Saint Mary’s hosted Amy Brainer, assistant professor of women and gender studies at the University of Michigan-Dearborn, Thursday night to present her recent research on LGBTQ people coming out in Taiwan.

Brainer is currently working on a book manuscript tentatively titled “Gendering Home: Queer Kinship and Family Change in Taiwan,” and her research focuses on families in East Asia.

The term “coming out” is largely a term used in the West, Brainer said, and outwardly identifying oneself as LGBTQ is uncommon in Taiwan.

Brainer spent 16 months in Taiwan doing ethnographic fieldwork. She said she attended support group meetings for parents of LGBTQ children, workshops on queer family issues and other LGBTQ gatherings, such as the annual pride parade.

In addition to the gatherings, she was able to have extended visits in family homes.

“The visits allowed me to get a feel for family life that I couldn’t catch through an interview,” Brainer said.

Brainer interviewed 80 Taiwanese families during her visit and discovered that members of the LGBTQ community would participate in heterosexual marriages. These marriages were based on the need to relieve family pressures and to carry on the paternal line of the family, she said.

Oftentimes, families in Taiwan would have strategic silences in which a family would know or assume that a member is LGBTQ, but wouldn't say anything or acknowledge it, Brainer said.

Brainer recalled one middle aged man named Bing, who struggled with the pressures of being gay and coming out to his family.

Brainer said Bing told her, "You worry that if they come in and know this thing about you, it will sadden them. So you have to lock yourself behind the wall.”

“In Bing’s case,” Brainer said, “silence represented distance, a wall and a burden, separating himself from his family members.”

Brainer said Bing told her he felt a great relief after coming out to his family.

Coming out is part of accepting one's own identity and contributes to better relationships, Brainer said.

“Then you become willing to share yourself with others and others become willing to share themselves with you also,” she said.

Brainer said researchers need to change how they study LGBTQ individuals and their families.

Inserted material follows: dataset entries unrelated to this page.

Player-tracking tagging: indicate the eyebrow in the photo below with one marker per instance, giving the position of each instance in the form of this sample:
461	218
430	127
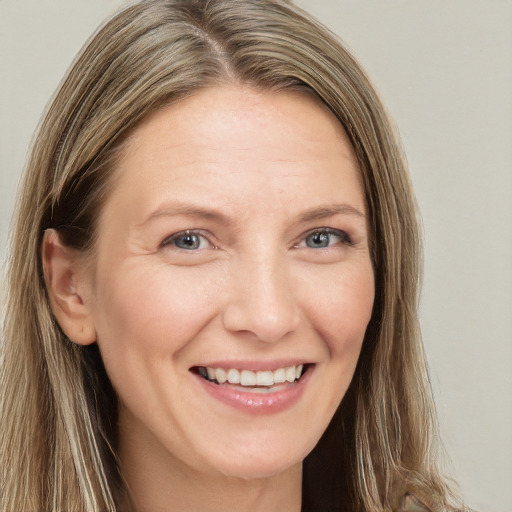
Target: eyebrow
187	210
311	214
329	211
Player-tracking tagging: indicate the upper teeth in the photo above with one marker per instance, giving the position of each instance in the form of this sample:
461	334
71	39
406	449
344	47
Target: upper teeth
250	378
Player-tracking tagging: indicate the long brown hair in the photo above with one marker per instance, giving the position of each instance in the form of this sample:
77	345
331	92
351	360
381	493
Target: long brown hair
58	435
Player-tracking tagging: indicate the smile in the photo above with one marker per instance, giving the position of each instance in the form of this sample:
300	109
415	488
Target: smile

To understand these families, we must start from scratch and build new theories," she said. "There’s an urgent need for ethnographically grounded research. I do think comparisons are fruitful, but we do need to move [away] from a Taiwan and U.S. comparison."

Sophomore Liana O’Grady said she found Brainer’s presentation compelling due to the different pressures LGBTQ men and women face in Taiwan's culture.

“I thought it was interesting how they were more concerned about their family and didn’t want ‘coming out’ to hinder their role,” O’Grady said.

Editor's Note: This article was edited from its original version to distinguish between Brainer's ideas and those of her informant, Bing.